Portage / Routes / Squarespace → Astro

// Route specification

Squarespace Astro

A crossing for a Squarespace blog: posts, pages, images, and categories mapped to Astro content collections via the WordPress XML export — with a crawl fallback for the pages the export leaves on the dock.

Beta portage v0.9.2
Source
Squarespace 7.0 / 7.1
Method
WordPress XML (WXR) + crawl
Output
Markdown · MDX
Target
Content collections
Spec rev
2026.06 · r2

01Overview

This route carries a Squarespace blog into an Astro project as content collections backed by Markdown or MDX. The primary source is Squarespace's WordPress-format XML (WXR) export — a single, parseable file — supplemented by an optional crawl of the live site for content the export omits.

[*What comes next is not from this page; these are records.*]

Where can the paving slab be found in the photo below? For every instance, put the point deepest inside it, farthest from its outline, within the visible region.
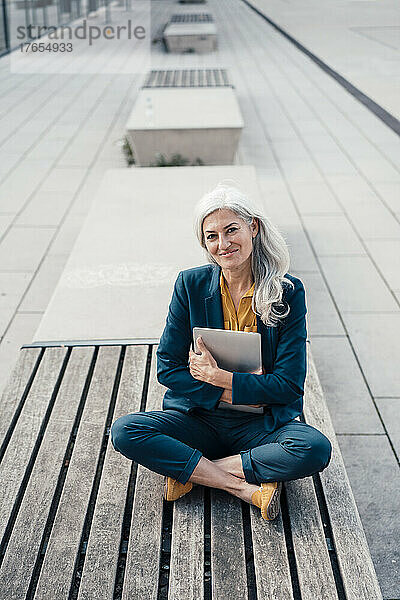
(356, 285)
(375, 480)
(42, 286)
(349, 401)
(65, 237)
(115, 286)
(5, 222)
(390, 194)
(389, 409)
(17, 188)
(349, 39)
(332, 235)
(373, 222)
(45, 209)
(376, 340)
(322, 317)
(21, 329)
(315, 198)
(64, 180)
(386, 255)
(23, 248)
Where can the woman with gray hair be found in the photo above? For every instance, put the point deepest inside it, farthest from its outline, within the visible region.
(205, 434)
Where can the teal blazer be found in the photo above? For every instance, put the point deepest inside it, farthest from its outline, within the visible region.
(196, 302)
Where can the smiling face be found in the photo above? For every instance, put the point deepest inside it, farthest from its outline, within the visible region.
(229, 239)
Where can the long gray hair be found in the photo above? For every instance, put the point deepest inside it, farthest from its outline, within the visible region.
(270, 256)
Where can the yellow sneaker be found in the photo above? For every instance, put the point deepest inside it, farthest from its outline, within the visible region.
(174, 490)
(267, 499)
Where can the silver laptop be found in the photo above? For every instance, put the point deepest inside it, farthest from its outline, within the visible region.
(238, 351)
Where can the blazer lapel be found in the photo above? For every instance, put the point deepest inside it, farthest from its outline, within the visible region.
(213, 305)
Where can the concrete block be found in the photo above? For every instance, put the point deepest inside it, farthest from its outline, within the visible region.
(118, 281)
(198, 123)
(346, 393)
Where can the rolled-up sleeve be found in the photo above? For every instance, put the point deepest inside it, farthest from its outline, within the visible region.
(173, 352)
(286, 382)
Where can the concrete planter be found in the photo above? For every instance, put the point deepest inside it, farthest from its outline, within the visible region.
(197, 122)
(191, 33)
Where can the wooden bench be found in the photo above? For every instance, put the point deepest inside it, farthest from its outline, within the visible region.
(78, 520)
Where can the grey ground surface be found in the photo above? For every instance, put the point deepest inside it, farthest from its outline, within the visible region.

Squarespace's export is deliberately narrow: it covers the primary blog and basic pages, and little else. Portage treats the WXR as the spine of the crossing and the crawl as connective tissue, then reconciles both into one manifest before writing Astro-native files.

Moves intact

Published blog posts, basic pages, inline images, categories and tags, authors, publish dates, and the blog permalink structure.

02Export & crawl

A · WordPress XML export

From Settings → Import & Export → Export → WordPress, Squarespace produces a .xml (WXR) file. Portage parses each <item>: title, wp:post_name (slug), content:encoded (body), excerpt:encoded, pubDate, category (tags & categories), dc:creator (author), and wp:status.

extract · wxrbash
$ npx portage extract --from squarespace \
    --export ./Squarespace-Wordpress-Export.xml --to ./astro-project
→ 96 posts · 5 pages · 22 categories · 3 authors · 204 images referenced

B · Crawl fallback

Because the export omits index, gallery, portfolio, album, event, and commerce collections, Portage can crawl the live site from its sitemap.xml to recover pages the WXR leaves out, parsing rendered block HTML and SEO tags.

extract · wxr + crawlbash
$ npx portage extract --from squarespace --export ./export.xml \
    --crawl https://www.example.com --to ./astro-project
One blog per export

Squarespace exports only the primary blog page. If the site runs multiple blogs, export each separately, or lean on the crawl to recover the rest.

03Content mapping

Each WXR <item> becomes one Markdown/MDX file. Posts and pages split into separate collections by wp:post_type.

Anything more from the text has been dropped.